On models trained with 0.1% of the data available, AUROC for models trained with BCL on the tasks of detecting LVSD, AF, and gender was 0.75, 0.90, and 0.79 respectively, and AUPRC was 0.19, 0.48, and 0.79. AUROC for ImageNet initialized models was 0.60, 0.51, and 0.52 respectively, and AUPRC was 0.09, 0.05, and 0.52. Finally, AUROC for models trained with SimCLR was 0.49, 0.61, and 0.53 respectively, and AUPRC was 0.07, 0.07, and 0.53. This corresponded to a mean gain in AUROC of 0.27 (49.7%) and AUPRC of 0.27 (119.8%) between BCL and the other two methods across tested applications (Figure 4). At a similar amount of training data to our 0.1% cohort, other previously published self-supervised learning methods for ECG signals resulted in a mean gain in AUROC of 0.06 (9.1%) for PCLR (mean 0.69 to mean 0.76) and 0.13 (19%) for 3 kg (mean 0.69 to mean 0.83) over random initialization across tested applications.18,19

Finally, in a few-shot context, with only five positive and five negative samples available for training, only models initialized with BCL were able to discriminate between the two classes across all three conditions, with AUROCs of 0.61, 0.82, and 0.63 for LVSD, AF, and gender, respectively, compared with AUROCs in 0.39-0.54 range for both other models (Table 2). Models initialized with BCL performed consistently across demographic subgroups in the held-out test set (Tables S5 and S6).

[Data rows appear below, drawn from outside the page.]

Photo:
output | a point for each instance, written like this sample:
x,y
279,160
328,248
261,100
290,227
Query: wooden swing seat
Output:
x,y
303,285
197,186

Performance in external validation datasets

The patterns observed in the held-out test set at small fractions of the training dataset available were also observed in the validation datasets. On models trained on 1% of the data available, AUROC for models trained with BCL on the tasks of detecting LVSD, AF, and gender in the two external validation sets was 0.81, 0.97, and 0.80, respectively. AUROC for ImageNet initialized models was 0.70, 0.87, and 0.71, respectively, and AUROC for models trained with SimCLR was 0.66, 0.82, and 0.71, respectively (Figure 5 and Table 3). This corresponded to a mean gain in AUROC of 0.11 (15.3%) and AUPRC of 0.23 (42.8%) across applications between BCL and the other methods (Figure 6). There were similar patterns in AUROC and AUPRC when using other fractions of training data less than the entire dataset (Figure 5 and Figure S3 and Table 3 and Table S4).

Figure 5.

Figure 5.

AUROC curves in external validation sets. A) Ejection Fraction < 40% B) Atrial Fibrillation C) Gender. Abbreviations: AUROC = area under receiver-operating characteristic curve; BCL = biometric contrastive learning.

Table 3.

AUROCs of models with different initializations in the external validation sets.

Initialization Strategy
Label % Data BCL ImageNet SimCLR
EF < 40% FSL 0.638 (0.528-0.749) 0.489 (0.377-0.6) 0.488 (0.371-0.605)
0.1 0.732 (0.635-0.829) 0.515 (0.398-0.633) 0.537 (0.423-0.65)
0.5 0.81 (0.726-0.894) 0.658 (0.552-0.764) 0.573 (0.461-0.685)
1 0.807 (0.723-0.89) 0.696 (0.59-0.801) 0.655 (0.549-0.762)
5 0.851 (0.776-0.926) 0.798 (0.712-0.885) 0.696 (0.594-0.798)
20 0.878 (0.811-0.944) 0.771 (0.678-0.864) 0.753 (0.66-0.846)
50 0.886 (0.822-0.95) 0.841 (0.764-0.919) 0.789 (0.702-0.875)
100 0.883 (0.817-0.949) 0.83 (0.75-0.911) 0.83 (0.75-0.91)
AF FSL 0.826 (0.815-0.836) 0.514 (0.498-0.53) 0.332 (0.318-0.347)
0.1 0.895 (0.886-0.904) 0.487 (0.471-0.503) 0.532 (0.516-0.548)
0.5 0.96 (0.955-0.965) 0.75 (0.736-0.763) 0.686 (0.672-0.701)
1 0.971 (0.967-0.975) 0.871 (0.861-0.881) 0.825 (0.817-0.833)
5 0.981 (0.977-0.984) 0.955 (0.949-0.96) 0.948 (0.944-0.952)
20 0.983 (0.98-0.987) 0.981 (0.977-0.985) 0.982 (0.978-0.985)
50 0.985 (0.981-0.988) 0.985 (0.981-0.989) 0.982 (0.979-0.986)
100 0.982 (0.978-0.986) 0.986 (0.983-0.989) 0.987 (0.984-0.99)
Gender FSL 0.577 (0.569-0.584) 0.554 (0.546-0.561) 0.451 (0.444-0.459)
0.1 0.748 (0.741-0.754) 0.56 (0.553-0.568) 0.549 (0.541-0.557)
0.5 0.803 (0.797-0.808) 0.684 (0.677-0.691) 0.572 (0.564-0.58)
1 0.803 (0.797-0.808) 0.715 (0.708-0.721) 0.713 (0.706-0.719)
5 0.844 (0.839-0.849) 0.762 (0.755-0.768) 0.7 (0.693-0.707)
20 0.87 (0.865-0.874) 0.767 (0.76-0.773) 0.775 (0.769-0.781)
50 0.881 (0.876-0.885) 0.803 (0.797-0.808) 0.784 (0.778-0.79)
100 0.877 (0.872-0.881) 0.835 (0.83-0.84) 0.838 (0.833-0.843)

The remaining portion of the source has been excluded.